Like The Five, Rubenhold’s narrative around life in London during this period is compelling and wonderfully researched. She is a powerhouse in this space and I can’t wait to read more from her. She makes it interesting while also informing us on a very difficult subject, in what I thought was a very respectful way. I listened to the audiobook which had an updated prologue where she talks about how far we’ve come in how we talk about sex workers in just the 15 years between the original publication of this book in 2005, and the updated version in 2020.

One of the most shocking things in this book was the actual list itself though. No amount of prose could really prepare you for how these women and children were portrayed in the Harris List. What kept running through my head was horses. They were listed like they were horses. Although I suspect horses at that time might have been shown a bit more respect.

As loathsome as the idea of this list is though, there is no denying how important it is as a way of learning about how sex work was viewed during this time period and how the patriarchy was used to keep women and girls in a place that suited the men of the day. Rich men in particular. Men used them for sex and other men profited from them.

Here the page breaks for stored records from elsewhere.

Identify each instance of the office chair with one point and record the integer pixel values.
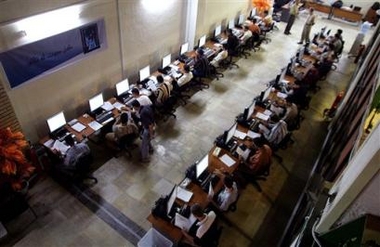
(126, 143)
(81, 170)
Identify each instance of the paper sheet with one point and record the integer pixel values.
(107, 106)
(118, 105)
(227, 160)
(60, 147)
(239, 134)
(184, 194)
(95, 125)
(262, 116)
(183, 222)
(251, 134)
(78, 127)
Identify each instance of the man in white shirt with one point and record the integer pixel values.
(141, 98)
(185, 78)
(204, 223)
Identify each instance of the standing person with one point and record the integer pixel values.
(364, 28)
(310, 21)
(292, 17)
(148, 123)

Some did escape for a better life but it was at the behest of men, most did not. There was physical and emotional trauma that I don’t think can ever be quantified and it was all in the name of survival.

We have absolutely come a long way when it comes to women’s rights but the patriarchy is still upholding a lot of the same misogyny from this time period. We have advanced as a society a hell of a lot but it’s so important to remember that these things happened and this is how women were once treated. Is it likely that this kind of thing could happen again? Probably not, but I would never rule out the diminishment of women’s rights as a way to control women, and if that happened women become property again and who knows where that could lead.

Am I catastrophising? One hundred precent!

In this day and age can you blame me though?